Qualifiers
The language uses a system of annotqualifiers) to explicitly define the memory hierarchy and movement of data across different hardware components. This provides a complete mental model for data management, from CPU RAM to GPU SRAM.
@host
- Hardware: CPU RAM
- Typical Usage: Dataset loading and heavy preprocessing tasks (Pandas-style). This is standard, pageable system memory.
@pinned
- Hardware: CPU RAM (Page-locked / Pinned)

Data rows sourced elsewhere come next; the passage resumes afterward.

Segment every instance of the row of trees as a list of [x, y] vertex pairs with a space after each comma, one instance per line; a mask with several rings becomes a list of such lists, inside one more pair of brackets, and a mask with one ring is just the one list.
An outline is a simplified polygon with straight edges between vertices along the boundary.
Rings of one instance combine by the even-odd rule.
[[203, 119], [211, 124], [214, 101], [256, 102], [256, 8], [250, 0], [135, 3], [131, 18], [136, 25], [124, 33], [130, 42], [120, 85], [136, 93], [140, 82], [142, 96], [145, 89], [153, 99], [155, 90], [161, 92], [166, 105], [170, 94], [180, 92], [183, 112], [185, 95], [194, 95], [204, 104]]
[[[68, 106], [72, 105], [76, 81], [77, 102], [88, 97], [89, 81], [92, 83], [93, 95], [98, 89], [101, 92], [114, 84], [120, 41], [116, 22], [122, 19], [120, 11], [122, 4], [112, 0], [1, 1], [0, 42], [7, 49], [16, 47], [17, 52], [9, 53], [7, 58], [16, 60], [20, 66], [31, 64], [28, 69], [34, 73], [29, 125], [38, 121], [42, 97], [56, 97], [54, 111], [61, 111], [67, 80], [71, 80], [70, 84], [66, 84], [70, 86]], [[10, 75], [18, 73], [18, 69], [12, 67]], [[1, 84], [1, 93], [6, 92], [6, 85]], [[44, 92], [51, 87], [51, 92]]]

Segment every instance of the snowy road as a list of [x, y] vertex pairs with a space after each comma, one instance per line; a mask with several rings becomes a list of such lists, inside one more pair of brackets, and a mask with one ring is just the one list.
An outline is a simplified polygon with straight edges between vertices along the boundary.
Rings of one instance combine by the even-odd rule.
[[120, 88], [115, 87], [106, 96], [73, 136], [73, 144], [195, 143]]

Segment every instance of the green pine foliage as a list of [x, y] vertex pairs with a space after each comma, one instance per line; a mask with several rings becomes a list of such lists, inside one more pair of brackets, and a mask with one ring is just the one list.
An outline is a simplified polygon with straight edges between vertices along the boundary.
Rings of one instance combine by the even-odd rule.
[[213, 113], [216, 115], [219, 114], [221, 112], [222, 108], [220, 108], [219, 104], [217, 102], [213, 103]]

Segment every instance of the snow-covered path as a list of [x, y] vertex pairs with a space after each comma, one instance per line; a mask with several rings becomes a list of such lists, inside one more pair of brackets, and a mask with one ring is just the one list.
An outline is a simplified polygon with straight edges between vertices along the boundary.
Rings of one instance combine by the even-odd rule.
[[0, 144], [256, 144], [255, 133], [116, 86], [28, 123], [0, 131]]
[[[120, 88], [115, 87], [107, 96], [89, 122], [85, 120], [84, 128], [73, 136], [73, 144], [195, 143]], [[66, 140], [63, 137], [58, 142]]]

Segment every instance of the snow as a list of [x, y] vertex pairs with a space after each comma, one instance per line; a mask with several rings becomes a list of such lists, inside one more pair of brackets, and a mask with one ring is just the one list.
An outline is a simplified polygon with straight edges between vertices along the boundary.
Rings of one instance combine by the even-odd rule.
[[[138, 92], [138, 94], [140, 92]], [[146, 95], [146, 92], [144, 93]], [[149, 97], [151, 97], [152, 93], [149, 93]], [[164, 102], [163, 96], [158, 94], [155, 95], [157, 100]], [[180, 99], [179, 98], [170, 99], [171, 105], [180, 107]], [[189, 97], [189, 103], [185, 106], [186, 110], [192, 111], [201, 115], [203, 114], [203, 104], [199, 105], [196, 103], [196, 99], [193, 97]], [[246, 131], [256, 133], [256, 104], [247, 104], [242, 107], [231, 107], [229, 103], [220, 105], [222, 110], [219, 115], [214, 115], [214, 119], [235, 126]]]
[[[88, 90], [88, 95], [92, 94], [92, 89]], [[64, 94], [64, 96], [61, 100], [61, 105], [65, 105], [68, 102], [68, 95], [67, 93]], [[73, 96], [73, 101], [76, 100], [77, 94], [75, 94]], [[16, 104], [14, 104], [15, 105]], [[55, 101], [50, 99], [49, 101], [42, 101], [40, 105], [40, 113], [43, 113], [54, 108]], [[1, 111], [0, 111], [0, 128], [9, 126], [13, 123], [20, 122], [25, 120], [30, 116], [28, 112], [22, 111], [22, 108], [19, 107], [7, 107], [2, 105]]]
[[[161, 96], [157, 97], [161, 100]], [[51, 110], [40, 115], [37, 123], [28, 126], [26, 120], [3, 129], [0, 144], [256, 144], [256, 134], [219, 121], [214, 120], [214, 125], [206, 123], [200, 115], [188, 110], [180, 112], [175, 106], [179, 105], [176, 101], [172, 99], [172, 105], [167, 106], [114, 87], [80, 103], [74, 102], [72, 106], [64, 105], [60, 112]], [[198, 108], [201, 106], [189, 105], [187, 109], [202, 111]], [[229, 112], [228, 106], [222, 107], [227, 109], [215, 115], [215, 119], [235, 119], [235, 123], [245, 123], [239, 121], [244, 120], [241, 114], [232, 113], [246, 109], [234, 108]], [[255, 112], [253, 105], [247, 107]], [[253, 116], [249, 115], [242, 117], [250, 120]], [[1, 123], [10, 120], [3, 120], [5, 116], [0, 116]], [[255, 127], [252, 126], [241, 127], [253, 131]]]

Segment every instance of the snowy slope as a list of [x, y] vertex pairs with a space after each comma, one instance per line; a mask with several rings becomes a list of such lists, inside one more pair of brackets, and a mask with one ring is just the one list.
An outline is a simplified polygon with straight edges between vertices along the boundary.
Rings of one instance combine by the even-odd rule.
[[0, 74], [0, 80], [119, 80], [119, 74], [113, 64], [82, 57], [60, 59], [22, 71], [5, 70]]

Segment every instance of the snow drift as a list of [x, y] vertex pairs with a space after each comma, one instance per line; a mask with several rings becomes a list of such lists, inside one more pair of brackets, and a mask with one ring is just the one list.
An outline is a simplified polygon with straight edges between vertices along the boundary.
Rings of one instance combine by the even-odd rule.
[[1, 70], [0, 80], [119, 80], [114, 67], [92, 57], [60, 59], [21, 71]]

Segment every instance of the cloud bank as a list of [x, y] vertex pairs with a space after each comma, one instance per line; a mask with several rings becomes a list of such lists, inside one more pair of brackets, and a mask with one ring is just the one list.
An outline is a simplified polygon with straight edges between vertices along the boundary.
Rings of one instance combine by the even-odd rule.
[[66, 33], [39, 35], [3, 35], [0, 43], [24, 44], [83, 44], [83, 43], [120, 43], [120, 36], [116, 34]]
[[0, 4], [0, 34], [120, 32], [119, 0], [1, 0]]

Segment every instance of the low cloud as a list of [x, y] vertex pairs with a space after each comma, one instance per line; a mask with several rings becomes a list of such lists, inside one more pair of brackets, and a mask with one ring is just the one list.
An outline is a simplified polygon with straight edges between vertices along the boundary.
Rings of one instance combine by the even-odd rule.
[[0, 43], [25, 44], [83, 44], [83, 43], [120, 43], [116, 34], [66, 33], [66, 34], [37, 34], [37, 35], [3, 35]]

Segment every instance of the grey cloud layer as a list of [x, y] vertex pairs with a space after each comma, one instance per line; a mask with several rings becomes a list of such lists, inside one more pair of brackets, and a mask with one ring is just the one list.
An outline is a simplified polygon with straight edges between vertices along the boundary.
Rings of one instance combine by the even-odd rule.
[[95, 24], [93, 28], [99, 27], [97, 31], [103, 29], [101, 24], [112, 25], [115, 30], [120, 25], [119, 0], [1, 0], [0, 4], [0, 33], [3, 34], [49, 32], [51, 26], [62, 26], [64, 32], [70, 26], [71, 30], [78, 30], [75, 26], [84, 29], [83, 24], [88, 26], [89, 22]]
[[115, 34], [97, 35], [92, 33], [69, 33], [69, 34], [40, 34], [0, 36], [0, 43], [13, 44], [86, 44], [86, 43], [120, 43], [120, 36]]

- Typical Usage: Transit buffers used to stream data to GPUs at high bandwidth (e.g., 32GB/s+). Since it cannot be paged out to disk, it allows for faster DMA transfers to the device.
@global
- Hardware: GPU VRAM
- Typical Usage: Storage of model weights, biases, and gradients on a single GPU board. This is the main high-capacity memory on the device.
@sharded
- Hardware: Cluster VRAM (Multi-GPU)
- Typical Usage: Distribution of giant models (e.g., Llama 405B) across 8+ GPUs. It abstracts the partitioned memory across a cluster of devices.
@shared
- Hardware: GPU SRAM (Shared Memory)
- Typical Usage: Ultra high-speed computation inside a kernel (e.g., Tiling). This is the small, fast, on-chip memory shared by threads within the same block.